26 June, 2019
Sale of goose meat extended in Isles
Both the sale of goose meat and funding has been extended in the Western Isles and Orkney, announced Scottish Natural Heritage (SNH) today.
To help farmers and crofters whose crops were being eaten by a rapidly rising goose population, pilot studies were run in local communities in Tiree, Coll, Uist, Lewis, Harris and Orkney. The aim of the pilots was to reduce goose impacts by managing their numbers and by selling goose meat locally.
The studies confirmed that resident greylag goose populations can absorb substantial losses without any effect on their conservation status. Resident greylag geese are a quarry species, listed as a species of Least Concern (not endangered, threatened or vulnerable).
Sally Thomas, SNH’s Director of People & Nature, said:
“Wild geese are an important part of Scotland’s nature, but their rapid rise in numbers has been challenging for farmers and crofters. We understand it’s still an issue in some areas, with a difficult balance between conservation, farming and hunting.
“Our goal is to give farmers and crofters the tools they need to safeguard their crops, by giving them the control to manage goose numbers sustainably through sport shooting, other control, or selling goose meat for profit.”
The pilots are now being extended until the end of 2019. The 2019 transitional Challenge Fund will help local goose groups develop business models to generate income from the sale of resident greylag goose meat in the long term.
SNH and local goose management groups are also exploring other options together, such as more flexible licences when necessary, a review of bag limits in some areas, and egg-oiling.
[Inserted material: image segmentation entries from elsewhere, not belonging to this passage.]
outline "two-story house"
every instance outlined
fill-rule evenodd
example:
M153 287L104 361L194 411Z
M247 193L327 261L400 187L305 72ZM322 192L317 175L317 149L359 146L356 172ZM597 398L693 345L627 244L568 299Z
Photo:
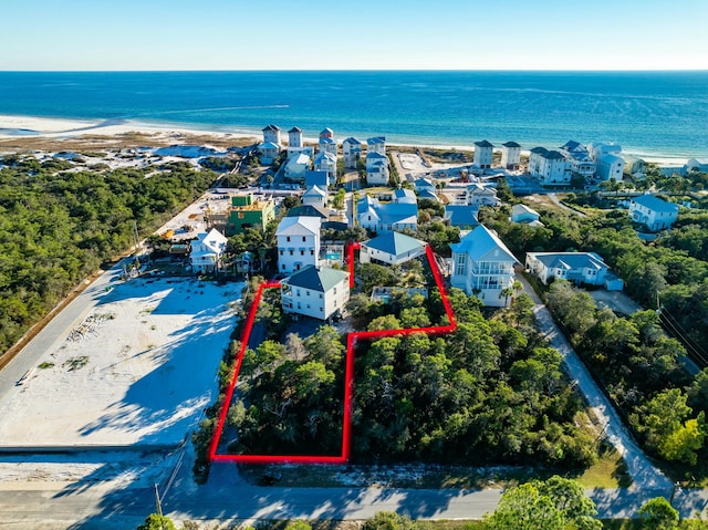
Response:
M483 225L465 236L452 249L452 287L480 299L485 305L501 308L508 297L502 289L511 288L513 267L518 263L499 237Z
M350 274L326 267L306 266L280 282L285 313L327 320L350 299Z
M669 228L678 217L678 205L653 195L641 195L629 201L629 218L655 232Z
M275 230L279 272L317 264L321 224L320 217L283 217Z

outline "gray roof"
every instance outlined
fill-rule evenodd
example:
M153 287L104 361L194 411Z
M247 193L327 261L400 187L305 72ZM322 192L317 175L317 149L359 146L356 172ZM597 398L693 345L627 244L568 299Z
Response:
M287 278L283 283L310 289L311 291L327 292L348 277L348 272L330 269L329 267L308 266Z
M418 250L420 247L425 247L426 243L403 233L384 232L374 239L363 242L362 245L365 245L369 249L376 249L382 252L398 256L412 250Z
M468 254L472 261L512 261L518 263L511 250L485 225L479 225L459 243L450 245L450 248L455 253Z
M666 211L669 214L678 212L678 205L674 202L667 202L653 195L641 195L632 199L632 202L649 208L654 211Z
M529 252L546 269L607 269L607 266L600 256L594 252Z
M477 216L479 215L479 208L476 206L467 205L446 205L445 218L454 227L476 227L479 225Z

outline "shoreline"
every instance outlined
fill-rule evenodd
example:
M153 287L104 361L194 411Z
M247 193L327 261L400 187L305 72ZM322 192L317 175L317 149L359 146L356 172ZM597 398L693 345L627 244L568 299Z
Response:
M266 126L267 124L263 124ZM140 122L137 119L106 118L106 119L81 119L44 116L21 116L0 114L0 153L3 152L2 143L7 141L21 141L32 138L64 139L76 138L85 135L117 136L128 133L142 134L188 134L195 136L214 136L221 139L249 139L261 142L261 131L248 129L248 127L235 126L229 131L221 131L214 127L200 128L194 124L183 126L179 124L165 122ZM316 143L316 137L305 137L305 142ZM391 143L387 147L426 147L435 149L473 150L473 142L469 145L451 144L429 144L429 143ZM534 145L533 147L535 147ZM543 146L556 148L553 146ZM499 149L494 147L494 152ZM528 156L529 149L522 149L522 155ZM667 155L663 153L644 153L623 150L623 155L637 156L654 164L679 164L686 163L689 157L681 155Z

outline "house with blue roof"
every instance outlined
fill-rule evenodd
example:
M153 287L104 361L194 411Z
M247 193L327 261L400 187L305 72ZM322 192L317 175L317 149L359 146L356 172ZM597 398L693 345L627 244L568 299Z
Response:
M629 201L629 218L653 232L669 228L678 218L678 205L654 195L641 195Z
M350 299L350 273L327 267L308 266L280 282L285 313L327 320L344 310Z
M361 263L400 264L425 253L425 241L399 232L384 232L362 243Z
M511 288L513 268L518 263L511 250L483 225L465 236L452 250L452 287L477 297L485 305L502 308L509 297L502 290Z

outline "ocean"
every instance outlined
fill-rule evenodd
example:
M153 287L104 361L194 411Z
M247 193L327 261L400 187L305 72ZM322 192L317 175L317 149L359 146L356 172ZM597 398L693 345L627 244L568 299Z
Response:
M708 157L708 72L0 72L0 114ZM20 132L18 132L20 134ZM23 132L31 134L31 132Z

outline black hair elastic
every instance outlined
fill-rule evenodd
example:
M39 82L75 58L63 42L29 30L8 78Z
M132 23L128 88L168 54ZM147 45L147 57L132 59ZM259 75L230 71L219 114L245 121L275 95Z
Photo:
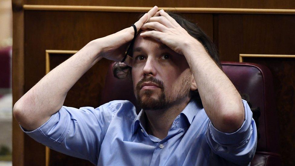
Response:
M133 39L131 41L131 43L130 44L130 45L129 45L129 47L128 47L128 49L127 50L127 51L126 52L126 54L125 55L125 57L124 57L124 58L121 61L121 62L124 62L125 61L125 60L126 59L126 58L127 57L127 55L129 53L130 49L132 47L132 46L133 45L134 41L135 41L135 38L136 38L136 34L137 33L137 29L136 29L136 27L134 24L131 25L131 26L133 27L133 28L134 28L134 37L133 37Z

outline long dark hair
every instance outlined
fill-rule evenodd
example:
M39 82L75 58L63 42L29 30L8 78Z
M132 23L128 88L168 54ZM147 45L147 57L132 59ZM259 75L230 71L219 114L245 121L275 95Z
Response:
M222 66L219 60L218 52L215 44L201 28L196 24L193 23L178 13L169 11L167 12L171 17L174 18L178 24L187 32L189 34L202 44L212 60L222 70ZM140 15L139 19L143 15L143 14ZM131 50L132 50L133 48L131 48ZM131 51L129 54L129 55L132 57L133 53L132 51ZM131 76L131 67L118 62L116 62L115 63L113 68L114 76L119 79L125 78L126 77L130 78ZM190 93L192 97L195 99L198 103L198 104L203 107L203 105L198 90L193 91L191 91ZM248 104L251 108L251 106L250 103L249 96L247 94L241 94L241 96L242 99L247 101ZM253 113L253 118L255 121L257 125L258 133L259 131L258 120L259 117L260 116L259 108L255 109L251 108L251 111ZM259 137L259 134L258 137L258 138Z

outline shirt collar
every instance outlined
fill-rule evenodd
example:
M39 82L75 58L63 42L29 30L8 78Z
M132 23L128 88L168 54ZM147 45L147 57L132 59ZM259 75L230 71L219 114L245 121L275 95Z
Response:
M193 98L192 98L187 105L180 112L180 115L182 114L185 115L190 125L193 122L193 120L197 112L201 109L202 108L200 108L199 106L198 105L195 99ZM132 134L134 134L141 125L142 127L144 127L143 126L143 125L145 125L145 124L144 119L144 113L143 110L142 109L138 113L138 116L136 117L133 123L133 128L132 129ZM144 129L143 129L144 130Z

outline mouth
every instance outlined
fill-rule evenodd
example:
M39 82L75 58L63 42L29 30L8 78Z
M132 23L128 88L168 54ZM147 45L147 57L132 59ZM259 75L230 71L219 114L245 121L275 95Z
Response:
M152 82L144 83L141 86L141 89L154 89L160 88L157 84Z

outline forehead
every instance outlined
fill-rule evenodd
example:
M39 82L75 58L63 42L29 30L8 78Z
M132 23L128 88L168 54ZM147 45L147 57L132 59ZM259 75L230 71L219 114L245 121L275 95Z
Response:
M170 49L167 46L156 39L148 37L144 38L140 36L141 33L148 31L149 30L142 31L136 37L133 46L133 51L140 51L152 48L159 50Z

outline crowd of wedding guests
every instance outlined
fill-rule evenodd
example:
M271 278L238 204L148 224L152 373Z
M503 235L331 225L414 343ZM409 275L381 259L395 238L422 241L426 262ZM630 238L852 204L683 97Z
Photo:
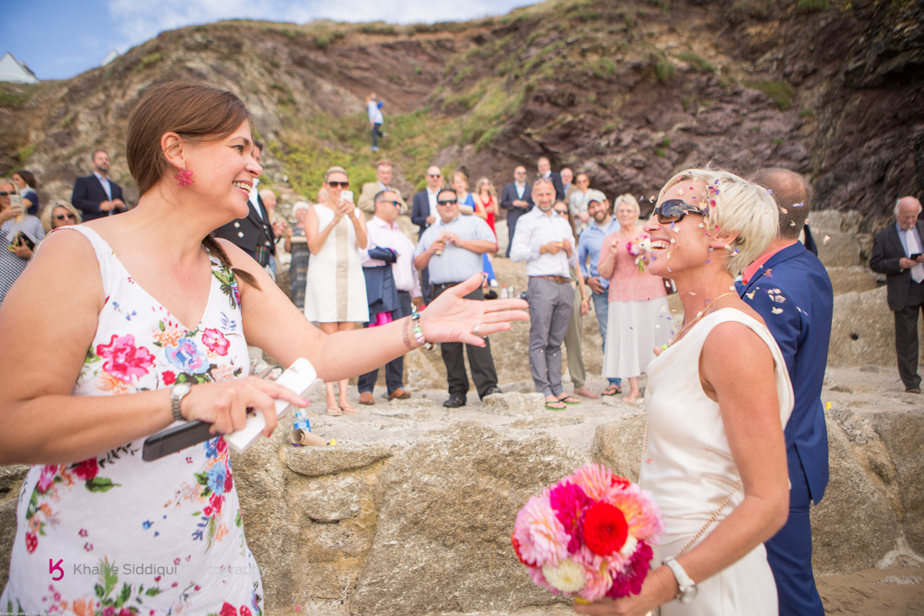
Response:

The pilot studies cost about £350,000 over five years to March 2017 and an additional £70,000 to March 2019. SNH is now offering a Challenge Fund of £25,000 to support sustainable management, as well as an additional £13,000 for counts and productivity estimates. For more information and to apply, see http://bit.ly/2Y0Vqo3
For more information, contact the SNH press office on firstname.lastname@example.org or 0131 316 2655.
- SNH Media
Notes to editors
Populations of resident graylag geese expanded very rapidly in some parts of Scotland in recent years, resulting in farmers and crofters struggling to control their impacts using traditional means. In Scotland, farmers and crofters have traditionally controlled resident graylag goose impacts with non-lethal and lethal scaring, undertaking lethal control in the open season and, under much of the closed season, under licence from SNH.